# Aharonov-Bohm effect

• I
Hello! I am reading Griffiths book on QM and in the chapter about the adiabatic approximation he introduces the Aharonov-Bohm effect. I am not sure why is this effect an example of adiabatic approximation. The hamiltonian doesn't depend on time as the vector potential is not a function of time so I don't really see how does this fit in the chapter. Griffiths mentions, indeed, that the same effect holds even when the vector potential depends on time, but again, there is nothing mentioned about slow change (which is required for the adiabatic approximation to hold). Can someone explain to me what is Griffiths actually doing there? Thank you!

strangerep
Can someone explain to me what is Griffiths actually doing there?
Since no one else has answered, here's my \$0.02...

Chapter 10 of Griffiths progresses through the following sequence:

-- Nonholonomic systems (in which interesting measurable phenomena can happen even adiabatically, by transport around a closed loop),

-- Geometric Berry phase (which is an example of such "interesting, measurable" phenomena). He derives the geometric net phase change formula [10.49] using the adiabatic approximation back in [10.40]. See his remarks under point 3 on p338.

-- Then he gives an example of an electron in a magnetic field of constant magnitude, but changing direction, (still using the adiabatic approximation), and derives the net phase change of the electron wave function.

-- Then he moves on the A-B effect (presumably because it involves a net phase change around a closed loop, similar to geometric phase). BUT, as he notes on p348 after eq[10.95], in this case the process of going around the solenoid doesn't have to be adiabatic.

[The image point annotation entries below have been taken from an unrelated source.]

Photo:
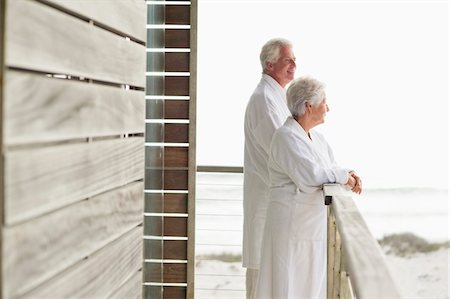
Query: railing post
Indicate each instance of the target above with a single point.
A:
(337, 265)
(331, 244)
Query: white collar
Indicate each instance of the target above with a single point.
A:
(272, 82)
(297, 128)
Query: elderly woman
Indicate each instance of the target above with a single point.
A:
(293, 258)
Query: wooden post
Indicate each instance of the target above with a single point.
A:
(344, 280)
(337, 265)
(330, 252)
(192, 152)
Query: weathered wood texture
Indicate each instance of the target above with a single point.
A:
(107, 273)
(178, 14)
(125, 16)
(44, 179)
(165, 249)
(166, 203)
(170, 167)
(131, 289)
(2, 177)
(73, 47)
(166, 292)
(41, 248)
(364, 260)
(42, 109)
(172, 272)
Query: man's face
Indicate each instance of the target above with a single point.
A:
(283, 70)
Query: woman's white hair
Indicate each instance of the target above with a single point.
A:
(270, 52)
(304, 90)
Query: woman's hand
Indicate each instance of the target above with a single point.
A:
(356, 183)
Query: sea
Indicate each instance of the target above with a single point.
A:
(421, 211)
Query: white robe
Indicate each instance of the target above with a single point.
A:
(266, 111)
(293, 258)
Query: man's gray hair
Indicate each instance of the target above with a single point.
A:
(304, 90)
(270, 52)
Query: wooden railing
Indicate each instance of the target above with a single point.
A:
(356, 264)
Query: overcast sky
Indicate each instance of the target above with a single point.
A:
(385, 65)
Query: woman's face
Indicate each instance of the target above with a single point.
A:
(319, 112)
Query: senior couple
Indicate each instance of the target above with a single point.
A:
(285, 164)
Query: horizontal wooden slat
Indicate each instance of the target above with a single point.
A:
(176, 109)
(153, 272)
(37, 250)
(165, 203)
(63, 44)
(155, 62)
(177, 38)
(172, 273)
(176, 133)
(44, 179)
(153, 226)
(153, 179)
(178, 14)
(175, 226)
(154, 109)
(176, 86)
(131, 289)
(103, 271)
(176, 62)
(127, 16)
(167, 249)
(175, 179)
(176, 250)
(40, 109)
(174, 292)
(154, 85)
(165, 292)
(175, 203)
(364, 259)
(165, 226)
(176, 156)
(153, 249)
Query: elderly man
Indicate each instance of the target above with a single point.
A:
(266, 111)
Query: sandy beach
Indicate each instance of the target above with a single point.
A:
(419, 276)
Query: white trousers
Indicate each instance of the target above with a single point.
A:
(251, 281)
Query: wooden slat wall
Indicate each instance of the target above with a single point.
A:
(72, 134)
(169, 222)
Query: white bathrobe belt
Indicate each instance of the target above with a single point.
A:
(291, 194)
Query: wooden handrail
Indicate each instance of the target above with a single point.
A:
(226, 169)
(356, 264)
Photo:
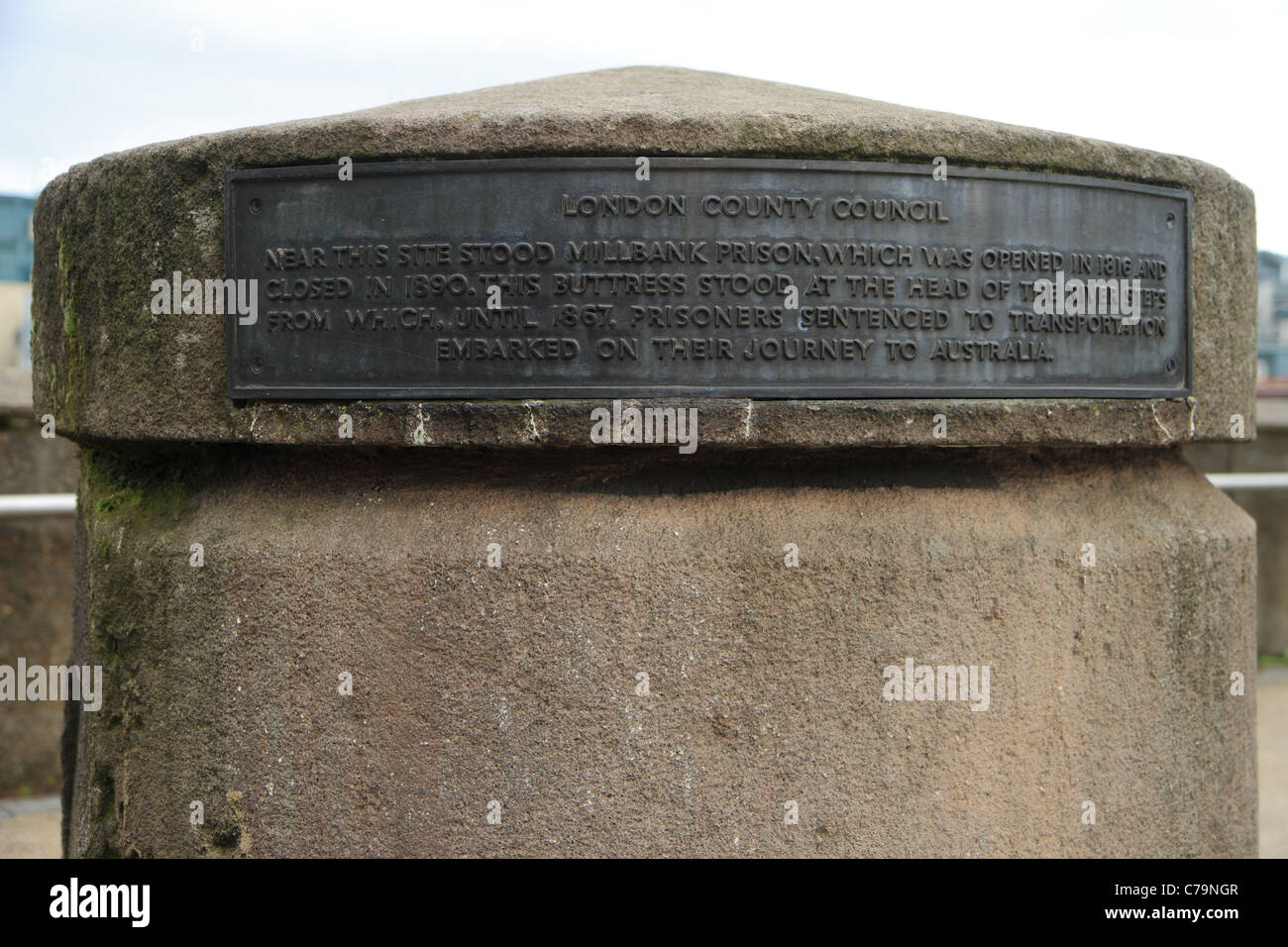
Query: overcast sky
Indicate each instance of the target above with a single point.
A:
(1199, 78)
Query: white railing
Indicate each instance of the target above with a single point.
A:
(37, 504)
(42, 504)
(1275, 480)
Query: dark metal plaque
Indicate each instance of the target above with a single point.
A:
(717, 277)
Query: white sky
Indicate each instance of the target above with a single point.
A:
(1198, 78)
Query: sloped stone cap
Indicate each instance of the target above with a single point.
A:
(110, 369)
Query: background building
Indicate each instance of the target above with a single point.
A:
(16, 253)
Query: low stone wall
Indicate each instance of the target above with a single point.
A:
(35, 586)
(1267, 454)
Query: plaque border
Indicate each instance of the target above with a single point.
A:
(599, 390)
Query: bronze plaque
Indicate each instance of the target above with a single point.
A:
(712, 277)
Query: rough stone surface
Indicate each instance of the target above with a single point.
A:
(1111, 684)
(516, 684)
(112, 371)
(1267, 454)
(35, 586)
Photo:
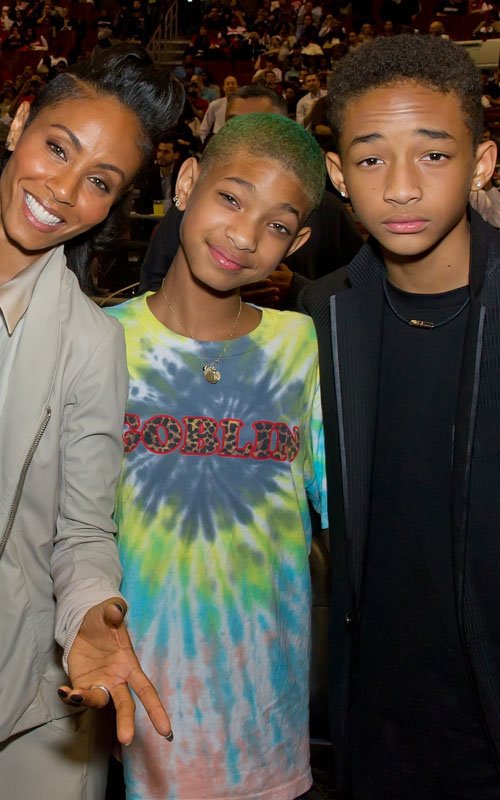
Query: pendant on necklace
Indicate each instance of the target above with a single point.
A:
(211, 373)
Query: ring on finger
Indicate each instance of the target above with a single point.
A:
(103, 688)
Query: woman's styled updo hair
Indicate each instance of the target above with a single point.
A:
(127, 74)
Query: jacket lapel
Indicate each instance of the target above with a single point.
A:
(31, 377)
(357, 321)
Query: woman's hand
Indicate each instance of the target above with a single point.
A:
(102, 664)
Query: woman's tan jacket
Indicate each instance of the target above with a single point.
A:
(60, 453)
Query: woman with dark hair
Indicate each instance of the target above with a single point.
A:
(63, 383)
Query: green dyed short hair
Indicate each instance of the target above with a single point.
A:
(274, 137)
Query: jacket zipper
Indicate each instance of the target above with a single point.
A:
(22, 477)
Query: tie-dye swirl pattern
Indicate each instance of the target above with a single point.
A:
(214, 533)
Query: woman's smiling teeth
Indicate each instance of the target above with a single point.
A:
(39, 212)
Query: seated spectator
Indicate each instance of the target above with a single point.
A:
(450, 7)
(366, 34)
(207, 93)
(295, 68)
(137, 23)
(265, 62)
(489, 28)
(306, 103)
(291, 98)
(334, 239)
(216, 112)
(14, 40)
(399, 12)
(200, 43)
(155, 181)
(315, 11)
(252, 46)
(187, 69)
(34, 41)
(196, 101)
(6, 22)
(331, 31)
(388, 29)
(270, 81)
(352, 40)
(307, 29)
(436, 28)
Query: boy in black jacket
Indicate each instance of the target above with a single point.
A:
(409, 339)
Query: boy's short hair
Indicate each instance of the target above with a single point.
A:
(433, 62)
(271, 136)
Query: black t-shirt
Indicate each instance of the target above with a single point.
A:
(415, 730)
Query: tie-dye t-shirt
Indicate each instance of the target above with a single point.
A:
(214, 534)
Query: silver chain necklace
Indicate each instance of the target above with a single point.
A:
(211, 371)
(421, 323)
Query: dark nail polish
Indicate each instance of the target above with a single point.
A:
(76, 699)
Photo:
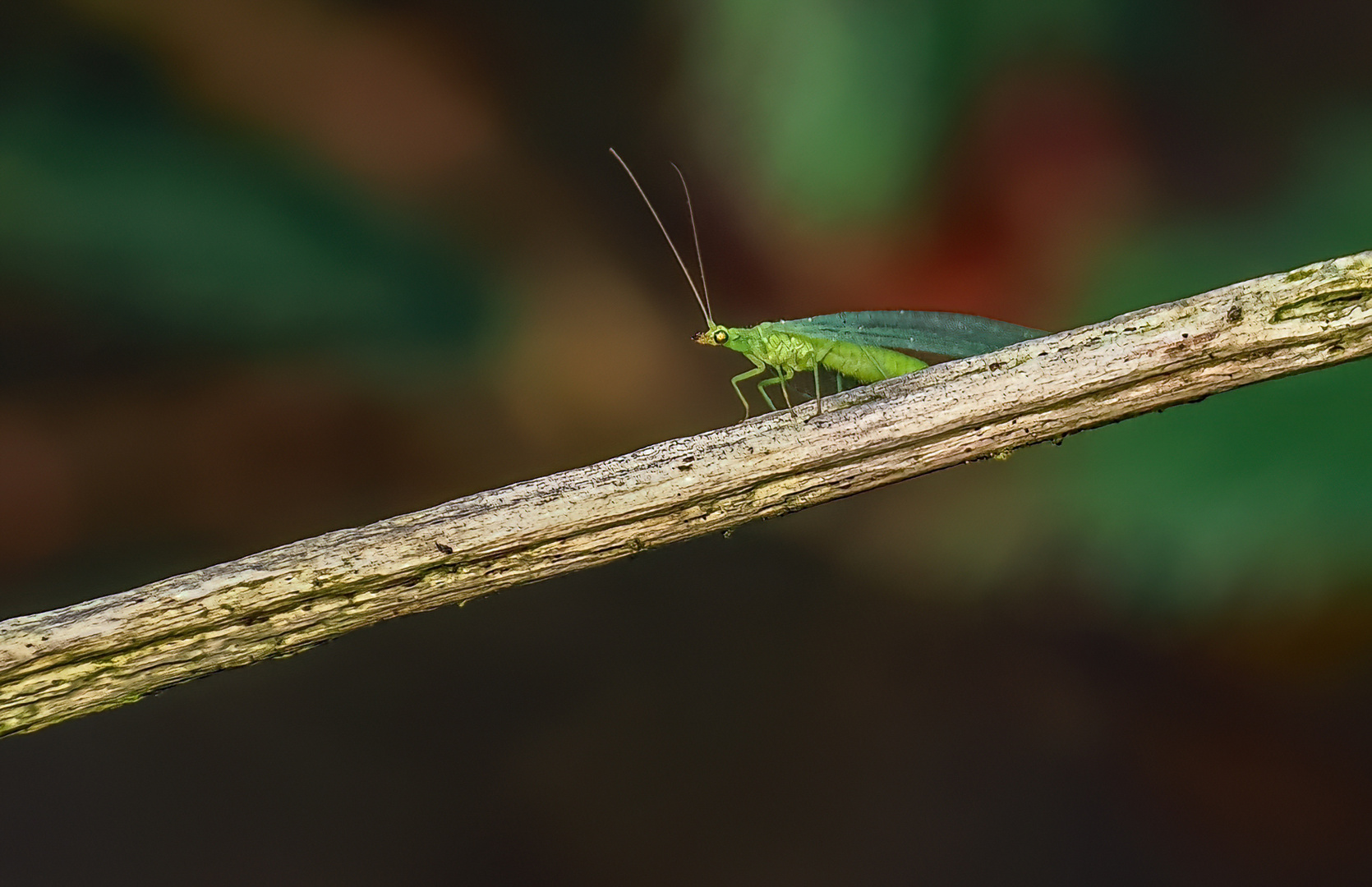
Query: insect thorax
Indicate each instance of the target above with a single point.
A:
(784, 350)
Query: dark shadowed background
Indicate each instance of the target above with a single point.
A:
(270, 268)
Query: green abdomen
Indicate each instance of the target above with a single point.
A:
(868, 364)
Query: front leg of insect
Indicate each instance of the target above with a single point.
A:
(780, 379)
(759, 368)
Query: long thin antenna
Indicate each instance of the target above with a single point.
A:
(694, 233)
(663, 227)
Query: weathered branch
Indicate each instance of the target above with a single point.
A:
(113, 650)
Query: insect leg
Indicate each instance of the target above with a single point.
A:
(784, 393)
(770, 380)
(757, 368)
(819, 393)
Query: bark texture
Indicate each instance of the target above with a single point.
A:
(113, 650)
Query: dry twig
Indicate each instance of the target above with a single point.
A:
(113, 650)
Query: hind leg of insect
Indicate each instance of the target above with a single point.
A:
(757, 368)
(819, 393)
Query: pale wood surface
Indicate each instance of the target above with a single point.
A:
(113, 650)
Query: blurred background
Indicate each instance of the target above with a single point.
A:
(274, 268)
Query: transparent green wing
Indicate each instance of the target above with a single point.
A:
(936, 332)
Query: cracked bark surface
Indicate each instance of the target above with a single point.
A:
(113, 650)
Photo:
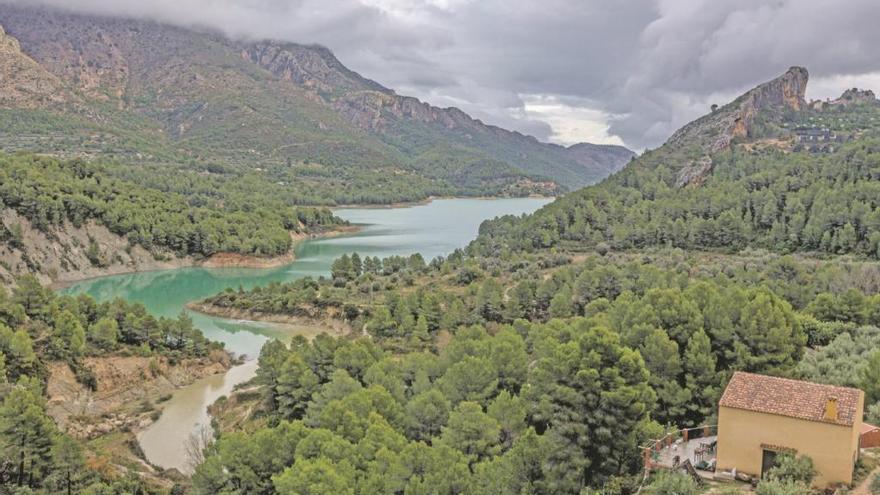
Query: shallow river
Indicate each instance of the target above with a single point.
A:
(432, 229)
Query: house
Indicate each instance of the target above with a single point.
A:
(760, 417)
(870, 438)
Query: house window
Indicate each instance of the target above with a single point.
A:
(768, 462)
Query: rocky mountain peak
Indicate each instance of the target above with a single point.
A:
(23, 83)
(786, 90)
(715, 131)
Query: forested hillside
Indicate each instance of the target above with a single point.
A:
(139, 92)
(539, 359)
(188, 214)
(800, 181)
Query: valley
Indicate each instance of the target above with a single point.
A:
(230, 264)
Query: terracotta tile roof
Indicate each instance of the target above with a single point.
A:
(793, 398)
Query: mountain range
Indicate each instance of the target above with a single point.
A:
(142, 92)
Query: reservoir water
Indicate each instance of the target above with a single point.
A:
(432, 229)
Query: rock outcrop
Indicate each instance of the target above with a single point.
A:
(23, 83)
(715, 131)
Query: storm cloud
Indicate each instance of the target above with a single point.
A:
(562, 70)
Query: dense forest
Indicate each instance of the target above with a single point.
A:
(38, 327)
(187, 214)
(539, 359)
(777, 198)
(546, 353)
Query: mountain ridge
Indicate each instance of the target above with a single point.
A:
(169, 93)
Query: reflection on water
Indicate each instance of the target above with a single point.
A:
(433, 229)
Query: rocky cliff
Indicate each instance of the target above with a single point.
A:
(23, 83)
(192, 94)
(715, 131)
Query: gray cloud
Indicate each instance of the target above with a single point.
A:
(633, 70)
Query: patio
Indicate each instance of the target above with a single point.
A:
(696, 445)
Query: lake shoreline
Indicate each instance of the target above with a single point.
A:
(336, 327)
(429, 200)
(217, 260)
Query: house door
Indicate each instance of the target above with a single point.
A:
(768, 462)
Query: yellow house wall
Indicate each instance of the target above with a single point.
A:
(833, 448)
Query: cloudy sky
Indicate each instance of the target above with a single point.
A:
(627, 71)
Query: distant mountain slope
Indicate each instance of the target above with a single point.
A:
(157, 93)
(768, 170)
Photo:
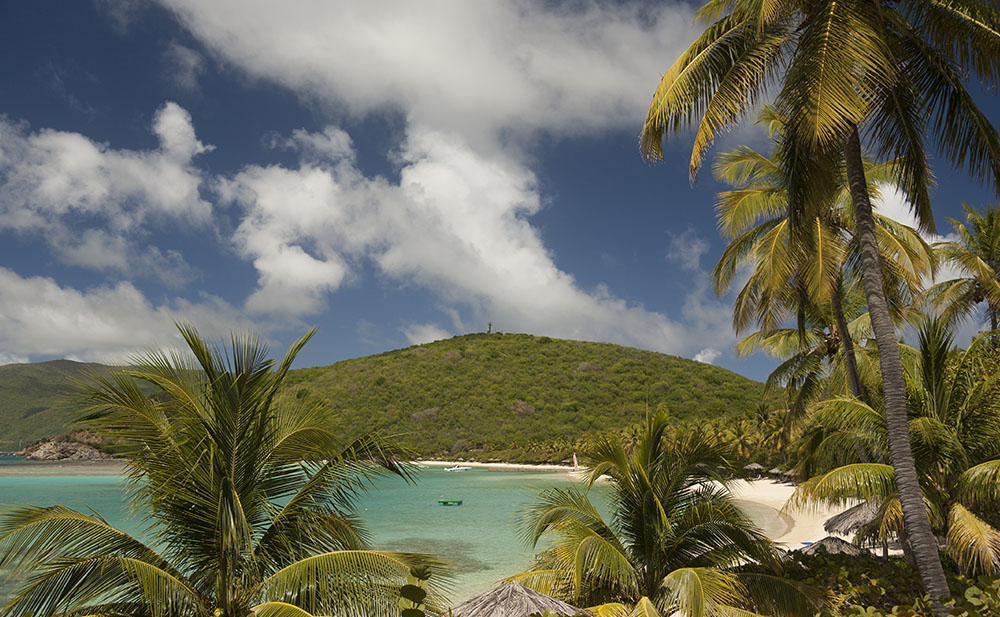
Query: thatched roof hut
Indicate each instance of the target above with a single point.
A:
(852, 519)
(513, 600)
(834, 546)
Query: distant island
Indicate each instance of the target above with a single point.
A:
(512, 397)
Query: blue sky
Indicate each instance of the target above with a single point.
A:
(390, 172)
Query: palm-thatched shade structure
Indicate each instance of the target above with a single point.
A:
(852, 519)
(834, 546)
(513, 600)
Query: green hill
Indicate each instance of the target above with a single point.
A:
(34, 399)
(510, 396)
(507, 395)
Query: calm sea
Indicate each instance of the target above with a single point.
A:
(479, 537)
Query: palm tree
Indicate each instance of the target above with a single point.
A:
(955, 430)
(786, 279)
(248, 496)
(977, 253)
(892, 71)
(673, 543)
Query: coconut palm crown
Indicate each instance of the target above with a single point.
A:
(673, 543)
(977, 253)
(248, 496)
(891, 73)
(954, 402)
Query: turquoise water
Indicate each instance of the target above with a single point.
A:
(479, 537)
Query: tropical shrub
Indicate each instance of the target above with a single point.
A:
(248, 497)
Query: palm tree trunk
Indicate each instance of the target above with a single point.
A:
(853, 379)
(918, 527)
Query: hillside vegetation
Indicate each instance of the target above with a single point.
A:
(508, 396)
(517, 396)
(34, 399)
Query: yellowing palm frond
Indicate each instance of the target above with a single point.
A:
(973, 542)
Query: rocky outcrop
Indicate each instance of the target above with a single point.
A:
(52, 450)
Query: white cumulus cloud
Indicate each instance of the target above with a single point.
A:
(470, 67)
(93, 204)
(707, 355)
(41, 318)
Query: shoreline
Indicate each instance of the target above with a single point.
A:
(495, 466)
(23, 468)
(803, 525)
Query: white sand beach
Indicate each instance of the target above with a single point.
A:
(803, 525)
(499, 466)
(806, 523)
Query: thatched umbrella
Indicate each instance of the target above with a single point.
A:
(834, 546)
(513, 600)
(852, 519)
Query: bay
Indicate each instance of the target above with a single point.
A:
(480, 537)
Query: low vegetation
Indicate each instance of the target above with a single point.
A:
(517, 396)
(506, 396)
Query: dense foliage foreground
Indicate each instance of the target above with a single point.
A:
(248, 496)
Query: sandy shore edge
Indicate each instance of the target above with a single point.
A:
(803, 525)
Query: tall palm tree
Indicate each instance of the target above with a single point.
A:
(977, 253)
(673, 543)
(248, 498)
(954, 428)
(891, 71)
(804, 273)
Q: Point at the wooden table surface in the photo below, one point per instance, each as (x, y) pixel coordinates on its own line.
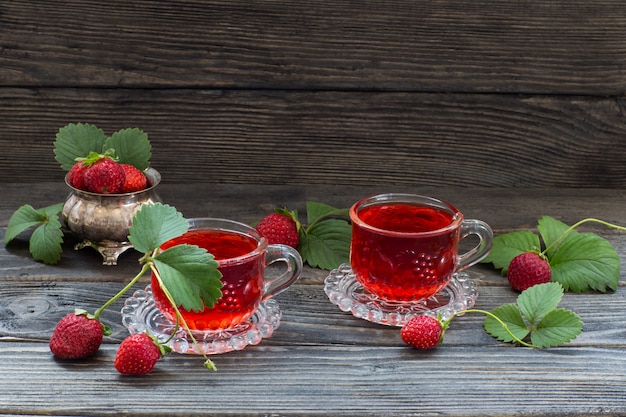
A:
(320, 361)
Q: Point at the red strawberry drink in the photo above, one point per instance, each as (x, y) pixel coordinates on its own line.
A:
(242, 255)
(405, 247)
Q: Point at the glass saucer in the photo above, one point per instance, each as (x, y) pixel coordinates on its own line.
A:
(139, 314)
(348, 294)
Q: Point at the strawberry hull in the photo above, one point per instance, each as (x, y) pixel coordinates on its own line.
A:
(102, 221)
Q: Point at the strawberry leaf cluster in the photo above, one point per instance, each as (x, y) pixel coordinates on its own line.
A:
(188, 272)
(77, 140)
(579, 261)
(45, 243)
(325, 241)
(535, 317)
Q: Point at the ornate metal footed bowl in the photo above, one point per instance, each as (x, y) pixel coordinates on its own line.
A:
(102, 220)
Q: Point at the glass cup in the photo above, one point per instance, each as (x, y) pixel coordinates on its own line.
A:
(243, 256)
(405, 247)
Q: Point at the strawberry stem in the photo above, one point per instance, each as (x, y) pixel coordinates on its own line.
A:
(122, 291)
(587, 220)
(180, 319)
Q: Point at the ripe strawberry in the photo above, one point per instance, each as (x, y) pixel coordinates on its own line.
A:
(105, 176)
(528, 269)
(422, 332)
(76, 175)
(135, 179)
(137, 354)
(279, 228)
(76, 336)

I'm not sure why Griffiths does it this way. Maybe it's because the general idea of net phase change around a closed loop is easier to present at introductory level if one uses the adiabatic approximation (which simplifies some of the math). But the A-B effect, which doesn't need the adiabatic approximation, shows that net phase change around a closed loop is of far more general importance in QM, not merely in the restricted circumstances of the adiabatic approximation.

HTH.